Я дал ей возможность выбора. Будем надеяться, что, прежде чем взяться за лезвие, она тщательно обдумает причины своего поведения и его возможные последствия. А заодно и другие способы, к которым могла бы прибегнуть.

В последующие месяцы Кэтрин сорвалась лишь однажды. Ее руки зажили. Мои швы оказались удивительно аккуратными для человека, давно в этом не практиковавшегося.

Заметки на этом заканчиваются, но история продолжается. Я до сих пор съеживаюсь от стыда, когда вспоминаю подробности, потому что должен был это предвидеть.

Кэтрин стала внимательнее относиться к своей внешности. Она выбирала время для сеансов в конце рабочего дня. Сменив одежду, подновив макияж и распространяя запах духов, она приходила в мой кабинет. Ничего очевидного – все очень тонко. На ее блузке оказывалась расстегнутой лишняя пуговица. Она интересовалась, чем я занимаюсь в свободное время. Друг дал ей два билета в театр. Не хочу ли я пойти с ней?

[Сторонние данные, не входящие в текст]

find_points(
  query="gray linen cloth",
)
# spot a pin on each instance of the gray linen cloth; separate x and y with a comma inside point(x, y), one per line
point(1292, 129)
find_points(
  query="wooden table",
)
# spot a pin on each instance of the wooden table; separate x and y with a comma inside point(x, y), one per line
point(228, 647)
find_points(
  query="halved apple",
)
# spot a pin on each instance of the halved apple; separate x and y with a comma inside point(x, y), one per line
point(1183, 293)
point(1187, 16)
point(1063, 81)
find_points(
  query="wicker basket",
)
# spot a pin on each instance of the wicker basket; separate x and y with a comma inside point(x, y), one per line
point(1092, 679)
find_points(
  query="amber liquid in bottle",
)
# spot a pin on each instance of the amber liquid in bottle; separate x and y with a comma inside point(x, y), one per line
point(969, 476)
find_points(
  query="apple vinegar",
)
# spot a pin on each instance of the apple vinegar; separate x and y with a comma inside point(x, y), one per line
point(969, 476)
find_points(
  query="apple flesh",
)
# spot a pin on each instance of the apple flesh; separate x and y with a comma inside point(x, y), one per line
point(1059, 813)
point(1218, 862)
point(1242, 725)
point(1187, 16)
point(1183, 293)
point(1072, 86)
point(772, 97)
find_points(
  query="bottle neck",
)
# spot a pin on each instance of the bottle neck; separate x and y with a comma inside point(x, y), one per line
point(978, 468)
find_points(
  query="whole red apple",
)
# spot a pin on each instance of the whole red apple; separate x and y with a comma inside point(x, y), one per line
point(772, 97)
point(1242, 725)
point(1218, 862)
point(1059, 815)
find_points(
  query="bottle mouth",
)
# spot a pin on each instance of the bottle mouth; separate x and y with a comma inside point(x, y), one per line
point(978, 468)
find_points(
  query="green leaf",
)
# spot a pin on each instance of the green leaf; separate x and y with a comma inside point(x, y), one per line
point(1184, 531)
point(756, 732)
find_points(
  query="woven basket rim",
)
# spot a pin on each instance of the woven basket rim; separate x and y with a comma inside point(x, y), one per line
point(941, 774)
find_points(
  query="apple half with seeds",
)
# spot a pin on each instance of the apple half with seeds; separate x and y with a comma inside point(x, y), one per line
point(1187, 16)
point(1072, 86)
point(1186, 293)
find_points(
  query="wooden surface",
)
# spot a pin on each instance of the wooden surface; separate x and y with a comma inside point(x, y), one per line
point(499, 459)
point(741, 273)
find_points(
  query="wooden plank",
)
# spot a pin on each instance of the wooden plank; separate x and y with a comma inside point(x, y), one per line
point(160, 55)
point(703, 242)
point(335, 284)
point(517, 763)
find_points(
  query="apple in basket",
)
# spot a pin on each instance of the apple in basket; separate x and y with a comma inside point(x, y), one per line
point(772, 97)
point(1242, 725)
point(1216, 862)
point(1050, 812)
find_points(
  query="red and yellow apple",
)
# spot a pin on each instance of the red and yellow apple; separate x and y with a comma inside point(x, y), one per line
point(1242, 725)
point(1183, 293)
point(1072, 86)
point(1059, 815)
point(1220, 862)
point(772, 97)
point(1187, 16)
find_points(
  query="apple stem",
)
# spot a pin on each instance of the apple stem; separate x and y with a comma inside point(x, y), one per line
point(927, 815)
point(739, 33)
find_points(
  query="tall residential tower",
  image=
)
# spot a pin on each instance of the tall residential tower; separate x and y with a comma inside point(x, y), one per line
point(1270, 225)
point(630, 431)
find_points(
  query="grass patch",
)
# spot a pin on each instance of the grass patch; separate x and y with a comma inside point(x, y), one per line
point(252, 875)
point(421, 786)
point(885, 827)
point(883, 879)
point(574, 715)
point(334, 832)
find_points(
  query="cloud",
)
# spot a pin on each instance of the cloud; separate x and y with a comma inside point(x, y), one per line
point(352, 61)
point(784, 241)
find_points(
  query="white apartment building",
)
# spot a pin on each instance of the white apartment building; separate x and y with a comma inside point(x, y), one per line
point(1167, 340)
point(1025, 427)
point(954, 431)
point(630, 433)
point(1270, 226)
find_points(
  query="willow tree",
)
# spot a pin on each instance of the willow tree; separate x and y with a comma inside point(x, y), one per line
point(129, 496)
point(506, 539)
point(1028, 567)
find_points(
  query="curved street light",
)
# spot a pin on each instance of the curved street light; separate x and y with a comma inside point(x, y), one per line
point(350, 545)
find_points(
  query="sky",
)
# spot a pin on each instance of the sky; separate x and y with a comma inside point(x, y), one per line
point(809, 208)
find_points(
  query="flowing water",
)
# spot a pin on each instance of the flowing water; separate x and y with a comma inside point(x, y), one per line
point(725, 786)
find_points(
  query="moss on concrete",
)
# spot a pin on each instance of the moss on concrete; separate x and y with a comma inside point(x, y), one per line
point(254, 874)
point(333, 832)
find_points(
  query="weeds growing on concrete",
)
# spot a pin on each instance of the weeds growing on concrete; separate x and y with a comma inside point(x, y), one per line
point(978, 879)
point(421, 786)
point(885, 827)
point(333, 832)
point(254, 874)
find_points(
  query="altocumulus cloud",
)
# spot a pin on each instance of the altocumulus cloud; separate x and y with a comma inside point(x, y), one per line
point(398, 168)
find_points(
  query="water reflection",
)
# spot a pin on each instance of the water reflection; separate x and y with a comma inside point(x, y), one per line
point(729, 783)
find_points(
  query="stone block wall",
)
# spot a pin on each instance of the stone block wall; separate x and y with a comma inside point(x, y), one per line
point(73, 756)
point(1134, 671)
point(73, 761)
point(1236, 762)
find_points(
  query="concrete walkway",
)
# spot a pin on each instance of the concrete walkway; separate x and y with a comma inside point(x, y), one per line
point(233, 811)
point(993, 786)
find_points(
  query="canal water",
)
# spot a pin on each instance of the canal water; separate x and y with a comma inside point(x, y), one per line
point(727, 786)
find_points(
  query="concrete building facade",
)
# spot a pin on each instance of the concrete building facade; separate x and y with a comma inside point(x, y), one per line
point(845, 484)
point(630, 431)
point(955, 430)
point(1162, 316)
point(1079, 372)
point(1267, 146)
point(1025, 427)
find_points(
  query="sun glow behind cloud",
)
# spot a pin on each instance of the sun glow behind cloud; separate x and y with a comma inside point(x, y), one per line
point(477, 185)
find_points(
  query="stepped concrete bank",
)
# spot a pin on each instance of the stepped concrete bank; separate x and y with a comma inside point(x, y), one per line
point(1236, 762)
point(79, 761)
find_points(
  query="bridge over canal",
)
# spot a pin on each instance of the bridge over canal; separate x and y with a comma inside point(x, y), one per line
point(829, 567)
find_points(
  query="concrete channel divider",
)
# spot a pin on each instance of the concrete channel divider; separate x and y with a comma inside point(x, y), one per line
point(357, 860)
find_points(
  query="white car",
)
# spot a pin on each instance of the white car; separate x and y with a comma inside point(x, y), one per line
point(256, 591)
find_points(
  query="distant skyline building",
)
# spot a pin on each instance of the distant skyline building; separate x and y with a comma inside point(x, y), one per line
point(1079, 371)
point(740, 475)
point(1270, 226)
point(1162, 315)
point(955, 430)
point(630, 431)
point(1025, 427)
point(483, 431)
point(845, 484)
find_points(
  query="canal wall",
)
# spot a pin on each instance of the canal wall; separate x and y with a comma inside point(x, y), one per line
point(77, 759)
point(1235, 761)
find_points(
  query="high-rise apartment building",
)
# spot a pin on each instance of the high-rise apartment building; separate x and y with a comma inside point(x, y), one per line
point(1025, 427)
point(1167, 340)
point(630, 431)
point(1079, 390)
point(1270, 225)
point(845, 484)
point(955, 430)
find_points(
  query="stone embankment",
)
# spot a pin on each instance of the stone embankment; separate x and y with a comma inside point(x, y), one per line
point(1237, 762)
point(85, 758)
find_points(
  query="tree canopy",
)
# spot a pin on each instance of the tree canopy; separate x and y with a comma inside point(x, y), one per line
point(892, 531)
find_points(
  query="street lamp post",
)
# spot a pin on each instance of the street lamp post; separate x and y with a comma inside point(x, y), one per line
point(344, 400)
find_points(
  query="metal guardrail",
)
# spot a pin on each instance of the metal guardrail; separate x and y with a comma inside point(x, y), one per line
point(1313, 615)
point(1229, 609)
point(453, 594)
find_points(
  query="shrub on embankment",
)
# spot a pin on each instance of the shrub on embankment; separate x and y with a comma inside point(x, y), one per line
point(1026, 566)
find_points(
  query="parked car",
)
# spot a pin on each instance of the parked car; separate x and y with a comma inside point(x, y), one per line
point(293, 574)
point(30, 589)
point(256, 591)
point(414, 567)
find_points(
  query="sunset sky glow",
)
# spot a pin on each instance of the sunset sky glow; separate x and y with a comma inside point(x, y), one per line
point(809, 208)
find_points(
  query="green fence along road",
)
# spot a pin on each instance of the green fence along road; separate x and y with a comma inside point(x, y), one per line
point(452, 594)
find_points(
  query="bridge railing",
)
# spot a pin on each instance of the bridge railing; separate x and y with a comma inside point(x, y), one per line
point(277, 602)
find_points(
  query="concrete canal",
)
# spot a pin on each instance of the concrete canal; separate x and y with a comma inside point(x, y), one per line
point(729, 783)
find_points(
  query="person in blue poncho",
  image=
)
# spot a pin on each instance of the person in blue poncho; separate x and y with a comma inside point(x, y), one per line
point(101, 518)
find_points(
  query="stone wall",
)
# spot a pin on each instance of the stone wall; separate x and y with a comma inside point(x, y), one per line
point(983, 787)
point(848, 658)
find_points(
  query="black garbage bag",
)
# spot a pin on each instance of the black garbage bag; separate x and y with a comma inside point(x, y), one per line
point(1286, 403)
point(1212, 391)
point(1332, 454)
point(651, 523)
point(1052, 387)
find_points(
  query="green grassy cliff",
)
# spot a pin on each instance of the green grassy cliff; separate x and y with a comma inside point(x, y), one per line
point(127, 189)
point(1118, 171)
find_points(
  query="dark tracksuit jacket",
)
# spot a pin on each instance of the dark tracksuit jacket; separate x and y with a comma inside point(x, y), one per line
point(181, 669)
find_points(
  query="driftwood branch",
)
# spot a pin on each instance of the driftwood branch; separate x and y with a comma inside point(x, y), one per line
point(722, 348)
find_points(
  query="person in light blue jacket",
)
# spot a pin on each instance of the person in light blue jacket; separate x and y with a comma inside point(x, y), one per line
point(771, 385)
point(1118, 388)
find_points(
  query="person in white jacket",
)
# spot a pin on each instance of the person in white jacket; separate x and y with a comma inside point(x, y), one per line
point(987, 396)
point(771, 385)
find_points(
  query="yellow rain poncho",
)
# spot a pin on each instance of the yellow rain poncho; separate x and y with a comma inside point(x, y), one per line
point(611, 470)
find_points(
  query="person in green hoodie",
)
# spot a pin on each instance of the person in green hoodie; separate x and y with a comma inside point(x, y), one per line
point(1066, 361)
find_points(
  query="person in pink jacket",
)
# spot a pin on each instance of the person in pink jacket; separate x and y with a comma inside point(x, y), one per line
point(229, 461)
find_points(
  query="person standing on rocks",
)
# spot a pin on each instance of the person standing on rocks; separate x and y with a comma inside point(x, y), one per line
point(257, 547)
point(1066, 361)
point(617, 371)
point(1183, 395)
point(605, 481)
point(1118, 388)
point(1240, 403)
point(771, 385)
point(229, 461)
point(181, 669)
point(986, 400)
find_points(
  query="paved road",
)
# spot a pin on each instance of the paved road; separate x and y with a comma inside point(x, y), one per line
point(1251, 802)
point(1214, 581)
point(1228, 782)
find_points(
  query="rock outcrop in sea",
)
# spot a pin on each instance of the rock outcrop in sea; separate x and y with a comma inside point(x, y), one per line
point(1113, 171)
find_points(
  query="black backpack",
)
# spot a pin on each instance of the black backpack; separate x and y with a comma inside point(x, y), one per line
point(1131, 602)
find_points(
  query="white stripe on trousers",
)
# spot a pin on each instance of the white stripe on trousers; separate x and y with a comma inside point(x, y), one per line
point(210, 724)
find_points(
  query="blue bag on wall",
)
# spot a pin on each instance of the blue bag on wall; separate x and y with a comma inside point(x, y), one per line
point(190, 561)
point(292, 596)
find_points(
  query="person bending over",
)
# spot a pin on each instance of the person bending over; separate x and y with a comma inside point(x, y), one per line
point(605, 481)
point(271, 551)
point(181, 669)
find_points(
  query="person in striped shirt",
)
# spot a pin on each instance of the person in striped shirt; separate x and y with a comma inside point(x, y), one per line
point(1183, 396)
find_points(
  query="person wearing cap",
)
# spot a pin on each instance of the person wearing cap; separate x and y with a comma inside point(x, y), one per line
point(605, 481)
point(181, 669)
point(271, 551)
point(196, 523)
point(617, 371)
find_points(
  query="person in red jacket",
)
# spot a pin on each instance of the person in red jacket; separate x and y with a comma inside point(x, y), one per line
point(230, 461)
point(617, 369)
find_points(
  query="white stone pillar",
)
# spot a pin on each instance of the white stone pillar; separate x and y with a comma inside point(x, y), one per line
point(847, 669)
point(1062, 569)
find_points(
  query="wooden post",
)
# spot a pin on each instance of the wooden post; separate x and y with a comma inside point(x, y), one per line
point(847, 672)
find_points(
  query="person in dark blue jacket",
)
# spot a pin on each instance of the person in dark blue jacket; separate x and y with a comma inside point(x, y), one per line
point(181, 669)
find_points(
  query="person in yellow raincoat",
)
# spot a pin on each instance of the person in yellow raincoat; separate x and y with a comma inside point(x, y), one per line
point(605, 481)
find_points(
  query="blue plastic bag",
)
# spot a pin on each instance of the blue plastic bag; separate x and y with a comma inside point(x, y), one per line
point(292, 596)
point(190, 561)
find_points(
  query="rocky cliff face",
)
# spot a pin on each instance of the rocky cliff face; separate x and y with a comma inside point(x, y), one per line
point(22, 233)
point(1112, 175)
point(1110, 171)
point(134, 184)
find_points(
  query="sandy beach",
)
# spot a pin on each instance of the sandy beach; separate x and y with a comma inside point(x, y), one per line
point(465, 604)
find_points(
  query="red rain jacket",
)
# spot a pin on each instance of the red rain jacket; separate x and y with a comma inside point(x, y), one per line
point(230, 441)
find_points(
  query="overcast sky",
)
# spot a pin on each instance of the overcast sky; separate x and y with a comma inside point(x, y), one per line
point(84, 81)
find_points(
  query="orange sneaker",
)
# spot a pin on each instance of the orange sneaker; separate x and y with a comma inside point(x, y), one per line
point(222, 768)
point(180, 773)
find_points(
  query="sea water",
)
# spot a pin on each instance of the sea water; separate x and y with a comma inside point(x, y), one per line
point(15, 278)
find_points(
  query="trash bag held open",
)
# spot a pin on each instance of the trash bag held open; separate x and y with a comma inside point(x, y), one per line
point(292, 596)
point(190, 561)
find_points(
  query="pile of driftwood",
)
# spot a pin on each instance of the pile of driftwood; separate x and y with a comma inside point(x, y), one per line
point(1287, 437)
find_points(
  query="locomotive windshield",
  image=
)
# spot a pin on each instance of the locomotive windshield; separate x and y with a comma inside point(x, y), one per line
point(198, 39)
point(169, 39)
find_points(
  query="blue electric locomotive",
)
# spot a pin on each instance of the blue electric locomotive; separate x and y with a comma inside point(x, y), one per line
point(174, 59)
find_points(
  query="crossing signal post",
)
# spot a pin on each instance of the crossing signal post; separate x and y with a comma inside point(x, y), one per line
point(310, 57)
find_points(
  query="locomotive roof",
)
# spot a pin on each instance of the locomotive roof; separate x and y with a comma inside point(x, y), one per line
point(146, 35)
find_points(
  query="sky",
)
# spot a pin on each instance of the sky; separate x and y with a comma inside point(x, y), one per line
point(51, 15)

Есть старый анекдот о том, что психолог – это человек, которому ты платишь деньги, чтобы он задавал тебе вопросы, которые супруга задает бесплатно. Мы слушаем людей, прочитываем подтексты, выстраиваем самооценку и учим любить людей такими, как они есть.

Естественно, Кэтрин влекло к мужчине, который действительно слушает и сочувствует, но такое влечение легко было принять за нечто более интимное.

Ее поцелуй явился полной неожиданностью. Мы были в моем кабинете в Марсдене. Я оттолкнул ее слишком резко. Она отпрянула и, споткнувшись, ударилась о дверь. Она решила, что это игра.

– Можешь ударить меня, если хочешь, – сказала она.

– Я не хочу причинять вам боль.

– Я была очень плохой девочкой.

– Вы не понимаете.

– Понимаю. – Она расстегивала молнию на юбке.

– Кэтрин, вы ошиблись. Вы неправильно истолковали ситуацию.

Мой резкий голос наконец привел ее в себя. Она стояла у моего стола, блузка расстегнута, юбка на лодыжках. Ситуация была неловкой для нас обоих – но для нее особенно. Она выбежала прочь, придерживая юбку на талии, по щекам текла тушь.

Она уволилась и уехала из Марсдена, но воспоминания о том дне преследуют меня до сих пор. Нет ничего страшнее отвергнутой женщины.

10

Джулиана занимается стретчингом в свободной спальне. Каждое утро она принимает странные позы, напоминающие йогу, названия которых звучат как имена индейских скво: «журчащий ручей» сменяется «бегущей ланью».